Título: Combate real
Autor:
Fonte: O Globo, 08/10/2005, Opinião, p. 6

Há um tiroteio verbal entre quem rejeita a proibição do comércio de armas de fogo e quem acredita que viveremos num mar de rosas se todos os cidadãos forem desarmados - um sofisma oferecido pelo governo para se isentar de culpa na escalada da violência e da criminalidade.

Quem desconhece a realidade? Ora um soldado furta material bélico de um quartel, para vendê-lo a um traficante; ora um contrabandista fornece fuzis automáticos a uma organização criminosa; ora uma pistola aparece na mão de um menino assaltante. Há ainda o reverso da medalha, como o caso de quem nunca disparou um tiro, mas que se tivesse à mão uma arma não vacilaria em usá-la para escapar de um assalto.

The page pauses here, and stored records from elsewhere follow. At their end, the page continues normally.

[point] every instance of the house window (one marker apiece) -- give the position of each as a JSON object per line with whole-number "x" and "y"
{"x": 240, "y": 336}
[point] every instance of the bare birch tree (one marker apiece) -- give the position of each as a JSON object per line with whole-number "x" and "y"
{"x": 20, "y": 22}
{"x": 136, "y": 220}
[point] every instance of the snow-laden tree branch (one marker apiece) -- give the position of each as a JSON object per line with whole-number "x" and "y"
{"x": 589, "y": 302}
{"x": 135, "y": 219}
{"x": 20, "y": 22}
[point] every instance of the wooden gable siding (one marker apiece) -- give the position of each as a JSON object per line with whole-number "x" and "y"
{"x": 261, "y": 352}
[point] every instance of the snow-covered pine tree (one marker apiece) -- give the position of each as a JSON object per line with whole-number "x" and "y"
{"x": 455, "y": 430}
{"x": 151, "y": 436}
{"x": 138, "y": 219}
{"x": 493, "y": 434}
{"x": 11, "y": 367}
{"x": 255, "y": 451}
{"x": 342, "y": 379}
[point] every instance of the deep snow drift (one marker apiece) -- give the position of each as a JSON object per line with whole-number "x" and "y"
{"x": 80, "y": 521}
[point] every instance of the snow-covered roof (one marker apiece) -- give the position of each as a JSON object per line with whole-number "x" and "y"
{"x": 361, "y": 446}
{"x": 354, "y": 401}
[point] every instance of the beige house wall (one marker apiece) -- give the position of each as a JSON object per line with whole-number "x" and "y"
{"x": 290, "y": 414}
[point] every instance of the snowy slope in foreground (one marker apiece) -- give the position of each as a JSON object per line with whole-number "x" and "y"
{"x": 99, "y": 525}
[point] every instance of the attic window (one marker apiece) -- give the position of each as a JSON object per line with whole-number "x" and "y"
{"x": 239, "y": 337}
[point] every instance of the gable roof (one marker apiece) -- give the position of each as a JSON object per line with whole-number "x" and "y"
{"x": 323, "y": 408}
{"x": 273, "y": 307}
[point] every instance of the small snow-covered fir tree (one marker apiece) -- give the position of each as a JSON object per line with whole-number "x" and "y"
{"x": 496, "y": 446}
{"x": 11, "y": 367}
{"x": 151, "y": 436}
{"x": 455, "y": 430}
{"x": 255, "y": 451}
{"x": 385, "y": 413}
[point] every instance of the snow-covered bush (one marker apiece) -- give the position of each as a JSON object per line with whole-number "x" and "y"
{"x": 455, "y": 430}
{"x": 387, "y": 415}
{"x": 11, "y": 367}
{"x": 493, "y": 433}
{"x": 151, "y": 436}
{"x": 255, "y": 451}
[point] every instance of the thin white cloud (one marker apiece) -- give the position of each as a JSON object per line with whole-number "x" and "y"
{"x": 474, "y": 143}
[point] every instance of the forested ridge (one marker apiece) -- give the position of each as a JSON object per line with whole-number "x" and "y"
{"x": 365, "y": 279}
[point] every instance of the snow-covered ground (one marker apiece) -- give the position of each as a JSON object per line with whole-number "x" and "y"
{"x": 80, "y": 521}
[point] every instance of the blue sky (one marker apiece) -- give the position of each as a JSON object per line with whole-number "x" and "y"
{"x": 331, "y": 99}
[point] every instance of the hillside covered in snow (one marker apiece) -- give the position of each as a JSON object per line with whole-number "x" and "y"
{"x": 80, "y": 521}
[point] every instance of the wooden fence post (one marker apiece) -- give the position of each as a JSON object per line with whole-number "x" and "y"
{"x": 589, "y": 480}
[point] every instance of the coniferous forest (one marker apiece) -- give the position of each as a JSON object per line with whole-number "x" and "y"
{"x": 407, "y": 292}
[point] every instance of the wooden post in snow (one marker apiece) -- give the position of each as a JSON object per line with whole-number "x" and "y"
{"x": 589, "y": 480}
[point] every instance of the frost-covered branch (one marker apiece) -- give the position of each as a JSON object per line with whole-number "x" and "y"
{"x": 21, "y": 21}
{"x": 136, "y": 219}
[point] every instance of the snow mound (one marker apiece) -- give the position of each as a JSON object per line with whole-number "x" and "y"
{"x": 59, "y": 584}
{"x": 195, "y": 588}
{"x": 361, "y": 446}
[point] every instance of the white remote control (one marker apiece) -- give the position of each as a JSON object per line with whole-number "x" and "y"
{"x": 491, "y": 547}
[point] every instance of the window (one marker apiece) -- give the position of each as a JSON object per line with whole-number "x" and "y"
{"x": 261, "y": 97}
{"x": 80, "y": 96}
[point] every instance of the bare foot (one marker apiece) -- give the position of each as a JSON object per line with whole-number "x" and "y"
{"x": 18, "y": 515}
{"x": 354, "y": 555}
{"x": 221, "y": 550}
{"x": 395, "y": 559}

Essas situações, somadas a assassinatos que poderiam ser evitados, imperícia no manejo de armas, facilidade de obter um revólver etc., justificam a proibição do comércio? Pode-se confiar em governos que até hoje fizeram pouquíssimo em matéria de segurança pública? A resposta negativa é óbvia: nenhum chefe de família que coloca grades nas janelas, fecha os vidros do carro nas esquinas, contrata seguranças para se proteger e ensina seus filhos a não saírem à noite aceita o sofisma do governo.

Como votar pela proibição se não somos nós, mas o Estado, os responsáveis pelo descalabro da segurança? Como proibir o comércio de armas se, com tráfico de influência ou corrupção, pode-se registrar um revólver, se traficantes estocam arsenais nas favelas, se unidades militares - que teoricamente têm hegemonia do uso de armas pesadas - são assaltadas com freqüência?

Precisamos tratar a segurança pública com seriedade. Não falamos de homicídios, brigas de trânsito, conflitos entre marido e mulher, mas de investir no combate real à miséria, resgatando os excluídos para a vida produtiva.

MIGUEL JORGE é jornalista e executivo do setor financeiro.